By 12 de janeiro de 2015 Gestão

Apesar de nenhum sistema de saúde ser igual ao brasileiro, totalmente gratuito e universal, assim como a abrangência da saúde privada, que teoricamente deveria ser apenas complementar, os desafios que o contexto atual apresenta são bem similares a outros países do mundo. Competição entre instituições do mercado e sustentabilidade financeira são alguns deles. O portal FierceHealthcare perguntou a alguns executivos de saúde dos EUA sobre suas previsões e áreas foco para 2015. Nota-se que os problemas e possíveis soluções são similares.

Integração hospital/médico: Raymond Hino, CEO da California-based Palm Drive Health Care Foundation, espera ver um ressurgimento de médicos líderes, envolvidos com a gestão, ajudando a melhorar a saúde do País. Hospitais e médicos devem desenvolver estruturas organizacionais integradas em que ambos irão partilhar ganhos e riscos.

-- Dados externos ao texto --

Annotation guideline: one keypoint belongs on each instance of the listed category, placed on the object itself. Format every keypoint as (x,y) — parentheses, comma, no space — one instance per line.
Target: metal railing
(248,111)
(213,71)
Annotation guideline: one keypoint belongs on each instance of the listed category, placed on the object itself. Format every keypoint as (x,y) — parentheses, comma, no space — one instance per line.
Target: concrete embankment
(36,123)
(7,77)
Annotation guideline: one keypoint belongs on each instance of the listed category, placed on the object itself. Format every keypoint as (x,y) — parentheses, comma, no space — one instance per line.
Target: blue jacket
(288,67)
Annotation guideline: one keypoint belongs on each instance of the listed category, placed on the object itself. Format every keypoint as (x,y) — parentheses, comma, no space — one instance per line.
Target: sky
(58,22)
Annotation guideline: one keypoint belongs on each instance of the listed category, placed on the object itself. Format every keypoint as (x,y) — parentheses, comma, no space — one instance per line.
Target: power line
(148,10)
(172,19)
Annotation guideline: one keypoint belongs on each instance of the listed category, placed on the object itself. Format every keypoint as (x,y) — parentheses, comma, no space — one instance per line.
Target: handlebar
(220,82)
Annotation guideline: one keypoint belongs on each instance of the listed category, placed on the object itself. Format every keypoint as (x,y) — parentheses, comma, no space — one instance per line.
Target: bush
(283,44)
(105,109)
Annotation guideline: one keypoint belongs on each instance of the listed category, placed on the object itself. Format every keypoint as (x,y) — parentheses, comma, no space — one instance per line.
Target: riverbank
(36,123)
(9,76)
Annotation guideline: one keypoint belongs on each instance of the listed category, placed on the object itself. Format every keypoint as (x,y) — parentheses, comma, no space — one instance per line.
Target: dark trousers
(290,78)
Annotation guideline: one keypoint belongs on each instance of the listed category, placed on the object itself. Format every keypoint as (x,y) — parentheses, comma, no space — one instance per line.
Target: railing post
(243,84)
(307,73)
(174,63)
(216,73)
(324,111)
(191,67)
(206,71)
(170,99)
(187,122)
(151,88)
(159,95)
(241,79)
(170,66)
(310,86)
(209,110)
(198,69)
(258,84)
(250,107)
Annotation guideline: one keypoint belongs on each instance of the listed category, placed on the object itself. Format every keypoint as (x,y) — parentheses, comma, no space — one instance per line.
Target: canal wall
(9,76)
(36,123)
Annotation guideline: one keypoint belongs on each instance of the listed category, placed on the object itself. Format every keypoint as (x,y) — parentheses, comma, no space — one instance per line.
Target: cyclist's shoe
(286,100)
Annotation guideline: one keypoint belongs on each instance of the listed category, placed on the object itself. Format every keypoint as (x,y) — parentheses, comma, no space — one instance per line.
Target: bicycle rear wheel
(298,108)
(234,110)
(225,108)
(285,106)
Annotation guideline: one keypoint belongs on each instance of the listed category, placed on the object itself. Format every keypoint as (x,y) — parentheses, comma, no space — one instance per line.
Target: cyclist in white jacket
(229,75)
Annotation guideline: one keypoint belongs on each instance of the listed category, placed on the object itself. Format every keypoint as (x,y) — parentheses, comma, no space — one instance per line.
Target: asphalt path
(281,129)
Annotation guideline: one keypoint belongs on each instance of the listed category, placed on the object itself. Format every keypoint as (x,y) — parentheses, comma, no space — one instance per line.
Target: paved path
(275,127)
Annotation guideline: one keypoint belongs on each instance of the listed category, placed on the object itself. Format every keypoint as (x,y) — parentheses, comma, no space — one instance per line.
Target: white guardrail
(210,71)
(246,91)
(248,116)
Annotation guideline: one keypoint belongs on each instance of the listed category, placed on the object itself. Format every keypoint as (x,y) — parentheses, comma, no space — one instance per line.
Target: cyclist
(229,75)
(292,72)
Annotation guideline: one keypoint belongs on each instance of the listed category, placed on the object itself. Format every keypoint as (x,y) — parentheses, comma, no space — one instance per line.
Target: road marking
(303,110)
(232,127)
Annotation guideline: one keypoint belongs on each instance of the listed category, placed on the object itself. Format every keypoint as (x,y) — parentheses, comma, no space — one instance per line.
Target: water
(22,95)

Para ele, o compartilhamento dos resultados é o grande motivador para que médicos invertam a lógica do emprego em grandes grupos, para serem parceiros de instituições e terem voz ativa na criação de centros de excelência e desenvolvimento de novos programas e serviços.

Cuidado baseado no valor: Nicholas Tejeda, CEO do Doctors Hospital Manteca (Calif.), afiliado à Tenet Healthcare Corporation, espera ver uma mudança em curso em relação ao modelo de remuneração “fee for service” para o “fee for value”, com riscos maiores aos prestadores. Barry Ronan, presidente e CEO da Western Maryland Health System, concorda que a prestação de cuidados baseado em valor vai continuar a ganhar impulso em todo o resto do País. Pelas discussões no Brasil, isso também deve se cumprir aqui.

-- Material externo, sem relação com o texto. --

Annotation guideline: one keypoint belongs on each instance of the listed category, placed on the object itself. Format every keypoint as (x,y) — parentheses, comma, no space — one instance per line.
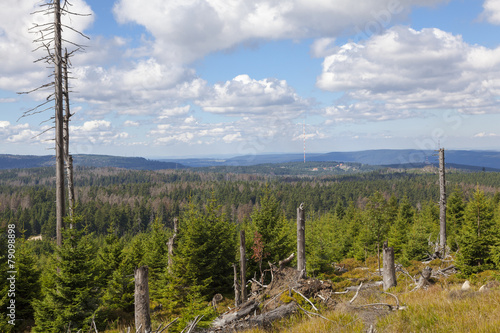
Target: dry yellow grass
(437,310)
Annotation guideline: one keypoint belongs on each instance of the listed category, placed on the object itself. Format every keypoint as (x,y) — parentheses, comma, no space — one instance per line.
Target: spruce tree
(479,235)
(70,286)
(398,234)
(271,224)
(455,210)
(206,248)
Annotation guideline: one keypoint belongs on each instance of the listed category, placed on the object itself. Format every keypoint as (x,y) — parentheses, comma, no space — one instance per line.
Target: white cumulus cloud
(491,11)
(246,96)
(402,71)
(190,29)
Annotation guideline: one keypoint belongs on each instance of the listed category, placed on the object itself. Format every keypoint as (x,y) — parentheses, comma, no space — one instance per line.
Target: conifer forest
(125,219)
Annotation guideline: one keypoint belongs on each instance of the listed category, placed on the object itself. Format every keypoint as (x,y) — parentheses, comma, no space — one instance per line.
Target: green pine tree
(455,210)
(69,286)
(271,224)
(479,235)
(399,232)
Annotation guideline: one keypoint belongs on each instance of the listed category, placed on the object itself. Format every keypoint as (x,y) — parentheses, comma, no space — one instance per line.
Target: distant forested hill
(135,163)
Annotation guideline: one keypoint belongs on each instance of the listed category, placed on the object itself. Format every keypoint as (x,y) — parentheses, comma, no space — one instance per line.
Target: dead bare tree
(142,313)
(301,240)
(442,204)
(49,37)
(68,159)
(171,245)
(389,274)
(243,267)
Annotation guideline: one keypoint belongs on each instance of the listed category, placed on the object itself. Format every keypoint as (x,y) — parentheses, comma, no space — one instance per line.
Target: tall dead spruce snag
(49,37)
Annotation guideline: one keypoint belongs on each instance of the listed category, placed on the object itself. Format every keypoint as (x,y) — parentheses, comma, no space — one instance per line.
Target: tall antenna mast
(304,134)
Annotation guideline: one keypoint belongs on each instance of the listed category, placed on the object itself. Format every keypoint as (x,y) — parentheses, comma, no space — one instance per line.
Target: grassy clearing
(438,310)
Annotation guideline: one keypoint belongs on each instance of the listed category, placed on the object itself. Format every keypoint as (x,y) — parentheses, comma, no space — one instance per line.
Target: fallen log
(227,318)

A instituição Maryland estava entre os dez hospitais integrantes de um programa cujo total da receita proveniente dos pacientes foi baseada no ”fee for value”. O estado está estendendo o modelo para os hospitais restantes de Maryland. Nesse meio tempo, os 10 hospitais originais envolvidos no piloto formaram uma cooperativa.

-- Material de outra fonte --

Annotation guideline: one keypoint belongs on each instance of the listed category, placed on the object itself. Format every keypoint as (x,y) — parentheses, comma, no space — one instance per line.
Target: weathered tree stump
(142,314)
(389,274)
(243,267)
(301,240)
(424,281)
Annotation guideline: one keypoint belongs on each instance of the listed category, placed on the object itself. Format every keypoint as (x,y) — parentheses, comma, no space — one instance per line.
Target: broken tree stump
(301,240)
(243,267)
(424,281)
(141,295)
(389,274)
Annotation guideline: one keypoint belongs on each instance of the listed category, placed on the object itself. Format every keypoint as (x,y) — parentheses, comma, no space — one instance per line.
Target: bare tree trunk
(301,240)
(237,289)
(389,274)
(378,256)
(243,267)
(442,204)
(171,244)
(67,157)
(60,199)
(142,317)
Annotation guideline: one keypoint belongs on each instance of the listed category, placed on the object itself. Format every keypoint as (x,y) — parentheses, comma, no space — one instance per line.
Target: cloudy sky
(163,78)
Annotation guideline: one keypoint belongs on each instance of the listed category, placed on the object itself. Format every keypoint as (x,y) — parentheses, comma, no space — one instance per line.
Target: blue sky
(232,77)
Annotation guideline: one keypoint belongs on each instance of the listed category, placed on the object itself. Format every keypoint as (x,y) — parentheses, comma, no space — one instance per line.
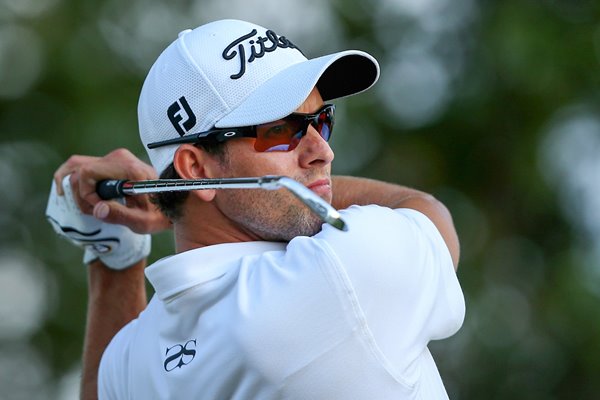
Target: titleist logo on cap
(258,48)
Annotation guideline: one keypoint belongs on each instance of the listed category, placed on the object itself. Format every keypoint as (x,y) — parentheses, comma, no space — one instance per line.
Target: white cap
(233,73)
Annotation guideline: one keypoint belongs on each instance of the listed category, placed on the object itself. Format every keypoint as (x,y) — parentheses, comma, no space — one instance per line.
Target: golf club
(110,189)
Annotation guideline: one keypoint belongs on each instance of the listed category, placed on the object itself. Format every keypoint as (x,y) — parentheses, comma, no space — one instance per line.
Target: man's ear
(191,162)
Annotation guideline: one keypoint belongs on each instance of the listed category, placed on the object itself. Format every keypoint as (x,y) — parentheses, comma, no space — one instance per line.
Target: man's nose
(314,150)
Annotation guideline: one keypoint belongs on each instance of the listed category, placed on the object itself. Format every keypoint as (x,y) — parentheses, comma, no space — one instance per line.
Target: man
(261,300)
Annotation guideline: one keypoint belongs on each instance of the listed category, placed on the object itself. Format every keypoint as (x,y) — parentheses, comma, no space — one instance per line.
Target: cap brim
(335,75)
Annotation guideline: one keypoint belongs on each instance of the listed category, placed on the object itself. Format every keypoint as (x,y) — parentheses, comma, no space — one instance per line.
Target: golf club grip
(110,189)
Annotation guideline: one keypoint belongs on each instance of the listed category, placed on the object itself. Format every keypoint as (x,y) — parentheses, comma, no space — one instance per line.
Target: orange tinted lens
(277,136)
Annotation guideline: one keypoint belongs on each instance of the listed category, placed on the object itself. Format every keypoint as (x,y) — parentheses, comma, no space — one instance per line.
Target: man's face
(277,215)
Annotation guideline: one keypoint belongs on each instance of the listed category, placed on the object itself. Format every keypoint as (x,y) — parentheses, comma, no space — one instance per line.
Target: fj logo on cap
(258,48)
(174,112)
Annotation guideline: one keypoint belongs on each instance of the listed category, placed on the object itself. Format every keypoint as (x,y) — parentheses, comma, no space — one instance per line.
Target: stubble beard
(271,215)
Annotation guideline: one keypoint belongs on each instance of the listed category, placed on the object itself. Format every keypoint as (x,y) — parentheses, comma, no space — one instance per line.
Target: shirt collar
(174,274)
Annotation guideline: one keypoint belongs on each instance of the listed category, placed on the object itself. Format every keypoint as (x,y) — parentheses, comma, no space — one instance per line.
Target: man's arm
(362,191)
(115,298)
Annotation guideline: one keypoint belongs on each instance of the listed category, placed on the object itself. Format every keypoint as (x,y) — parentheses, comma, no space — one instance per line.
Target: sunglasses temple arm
(110,189)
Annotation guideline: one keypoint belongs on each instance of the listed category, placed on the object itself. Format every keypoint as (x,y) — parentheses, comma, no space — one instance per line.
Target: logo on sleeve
(177,112)
(180,355)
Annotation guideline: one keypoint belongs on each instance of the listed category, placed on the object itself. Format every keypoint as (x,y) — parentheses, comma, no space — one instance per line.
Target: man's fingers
(69,167)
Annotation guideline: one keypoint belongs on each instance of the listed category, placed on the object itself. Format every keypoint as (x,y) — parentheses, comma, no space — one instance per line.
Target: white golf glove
(116,245)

O sistema Maryland ultrapassou sua receita líquida sobre a despesa por dois anos consecutivos depois da mudança, o que permitiu a organização reinvestir em programas de melhorias e serviços que suportam o novo modelo de prestação de cuidados.

Consolidação com os concorrentes: Fusões e aquisições não são necessariamente o único jeito de sobreviver, mas Ronan conta que o processo de consolidação de um dos serviços mais caros do Maryland por meio da Trivergent Health Alliance com o Frederick Memorial Hospital e Meritus Health foi um sucesso. E todos as entidades permaneceram independentes.

A farmácia, a área de TI e serviços laboratoriais foram consolidados. A Aliança (Trivergent Health Alliance ) estima que, neste terceiro ano, vai economizar US$ 20 milhões – montante que o West Maryland Health System não poderia atingir sozinho.

De acordo com Ronan, é bastante difícil para os pequenos e independentes sistemas de saúde continuarem sozinhos. Cada vez mais devem surgir alianças estratégicas em 2015.